Bolas vermelhas, luzes piscando, pinheiros que piscam mais do que deviam e uma certeza anual: está aberta a temporada oficial do perdão. No Brasil, isso vem acompanhado de peru recheado, farofa disputada e a firme convicção de que, depois da sobremesa, a alma também sai lavada.
O Natal tem esse charme. Celebra-se o nascimento de Jesus, o arrependimento dos pecados e, se tudo correr bem, o perdão — ao menos até o café do dia seguinte. É um pacote completo: fé, retrospectiva do ano e absolvição expressa. Uma espécie de spa espiritual com direito a pisca-pisca.
Mas não estamos sozinhos nessa ideia de “vamos zerar tudo e começar de novo”. No judaísmo, o Yom Kipur faz algo parecido, só que sem rabanada e com jejum. É o Dia do Perdão: reflexão profunda, arrependimento sincero e a esperança de sair dali uma versão melhor de si mesmo — ou, no mínimo, menos ruim.
No islamismo, o Ramadã segue a mesma lógica. Um mês inteiro de disciplina, introspecção e fé, que termina com festa, reencontro com Deus e aquele sentimento de “agora vai”. Agora eu aprendi. Agora eu mudei. Agora eu sou uma pessoa melhor. Pelo menos até fevereiro.
Católicos, judeus, muçulmanos: tradições diferentes, calendário variado, mas uma coincidência curiosa — todo mundo escolhe um momento específico para pedir desculpa formalmente, limpar a ficha e seguir a vida como se nada tivesse acontecido. Uma espécie de Ctrl+Alt+Del espiritual.

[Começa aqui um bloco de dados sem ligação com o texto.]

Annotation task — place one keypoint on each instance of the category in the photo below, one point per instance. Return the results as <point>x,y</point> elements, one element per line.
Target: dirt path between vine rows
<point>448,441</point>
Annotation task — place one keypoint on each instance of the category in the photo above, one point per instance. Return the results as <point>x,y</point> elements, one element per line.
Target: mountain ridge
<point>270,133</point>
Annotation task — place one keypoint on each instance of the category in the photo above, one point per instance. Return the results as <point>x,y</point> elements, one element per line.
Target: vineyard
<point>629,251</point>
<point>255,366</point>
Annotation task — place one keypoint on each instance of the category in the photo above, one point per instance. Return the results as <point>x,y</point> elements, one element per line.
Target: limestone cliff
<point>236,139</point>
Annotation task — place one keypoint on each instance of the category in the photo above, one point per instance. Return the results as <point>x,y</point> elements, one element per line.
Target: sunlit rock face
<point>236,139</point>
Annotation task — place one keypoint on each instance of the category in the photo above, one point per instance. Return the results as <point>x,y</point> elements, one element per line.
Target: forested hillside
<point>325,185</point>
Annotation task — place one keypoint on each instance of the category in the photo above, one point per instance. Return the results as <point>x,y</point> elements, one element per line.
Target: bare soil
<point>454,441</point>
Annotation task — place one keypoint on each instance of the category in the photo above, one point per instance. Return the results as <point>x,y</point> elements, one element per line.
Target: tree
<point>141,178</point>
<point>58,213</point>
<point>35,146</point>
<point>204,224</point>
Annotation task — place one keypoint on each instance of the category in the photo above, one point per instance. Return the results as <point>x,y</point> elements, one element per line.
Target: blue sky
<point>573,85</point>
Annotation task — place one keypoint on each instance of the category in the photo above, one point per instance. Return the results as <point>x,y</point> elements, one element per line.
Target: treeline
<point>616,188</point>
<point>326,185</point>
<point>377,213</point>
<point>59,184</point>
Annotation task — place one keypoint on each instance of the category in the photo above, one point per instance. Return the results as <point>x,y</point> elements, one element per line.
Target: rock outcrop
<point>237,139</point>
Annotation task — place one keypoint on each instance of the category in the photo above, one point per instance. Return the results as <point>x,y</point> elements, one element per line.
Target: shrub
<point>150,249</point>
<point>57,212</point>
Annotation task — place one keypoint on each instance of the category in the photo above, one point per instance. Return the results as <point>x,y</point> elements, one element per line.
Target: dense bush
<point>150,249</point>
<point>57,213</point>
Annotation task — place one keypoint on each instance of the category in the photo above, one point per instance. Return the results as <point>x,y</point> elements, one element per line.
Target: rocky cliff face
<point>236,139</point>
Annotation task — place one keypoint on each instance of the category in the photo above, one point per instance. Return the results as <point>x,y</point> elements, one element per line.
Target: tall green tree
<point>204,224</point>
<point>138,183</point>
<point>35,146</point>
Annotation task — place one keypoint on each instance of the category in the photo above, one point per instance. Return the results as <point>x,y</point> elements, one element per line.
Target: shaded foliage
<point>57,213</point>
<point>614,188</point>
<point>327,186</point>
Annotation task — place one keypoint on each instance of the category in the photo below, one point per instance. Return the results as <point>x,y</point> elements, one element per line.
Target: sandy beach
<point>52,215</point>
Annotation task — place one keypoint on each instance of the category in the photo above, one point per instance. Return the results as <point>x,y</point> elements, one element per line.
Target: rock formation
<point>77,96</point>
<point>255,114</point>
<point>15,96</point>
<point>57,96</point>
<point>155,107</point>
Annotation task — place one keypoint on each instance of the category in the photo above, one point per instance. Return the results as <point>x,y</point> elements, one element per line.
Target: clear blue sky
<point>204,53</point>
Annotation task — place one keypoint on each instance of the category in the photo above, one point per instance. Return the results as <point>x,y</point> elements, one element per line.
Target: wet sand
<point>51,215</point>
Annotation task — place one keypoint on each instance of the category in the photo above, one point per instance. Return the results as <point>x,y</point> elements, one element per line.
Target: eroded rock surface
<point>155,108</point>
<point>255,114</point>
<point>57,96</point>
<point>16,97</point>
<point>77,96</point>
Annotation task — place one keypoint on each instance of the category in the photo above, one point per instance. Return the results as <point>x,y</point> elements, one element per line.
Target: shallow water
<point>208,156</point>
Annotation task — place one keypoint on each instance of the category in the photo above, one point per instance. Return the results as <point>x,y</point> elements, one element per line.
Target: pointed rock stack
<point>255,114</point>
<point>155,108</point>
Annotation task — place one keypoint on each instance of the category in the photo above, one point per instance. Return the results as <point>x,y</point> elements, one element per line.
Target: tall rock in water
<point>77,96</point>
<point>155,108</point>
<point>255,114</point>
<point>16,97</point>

O problema é o intervalo entre um perdão e outro.
Porque mal termina a celebração, e lá estamos nós de novo: brigando, excluindo, justificando violências, cometendo pequenas e grandes barbaridades com a consciência relativamente tranquila. Afinal, o próximo perdão já está agendado. Se não no calendário religioso, pelo menos no psicológico.
Enquanto isso, o mundo assiste — entre uma música natalina e outra — a conflitos, guerras, atrocidades explicadas com palavras elegantes como “limpeza étnica”. A violação do direito à vida ganha discurso, rodapé, nota oficial. Deus, dependendo da ocasião, é citado como avalista.
E não é só lá fora, nos mapas distantes do noticiário. Essa mesma “limpeza” aparece em versões menores e mais discretas: no desprezo cotidiano, na indiferença social, na facilidade com que empurramos os problemas — e as pessoas — para fora do nosso campo de visão.
A essa altura, imagino leitores preparando argumentos teológicos para me convencer de que estou sendo injusta, cética ou espiritualmente mal-humorada. Pode ser. Mas confesso que a pergunta que mais me incomoda é outra, bem menos sofisticada: quando a lente vira para dentro, a gente encara?
Ou será que fazemos como sempre fizemos: arrancamos a folha do caderno, cantamos Jingle Bells com entusiasmo, nos sentimos perdoados — e seguimos cometendo exatamente os mesmos pecados, felizes e piscando, até o próximo Natal?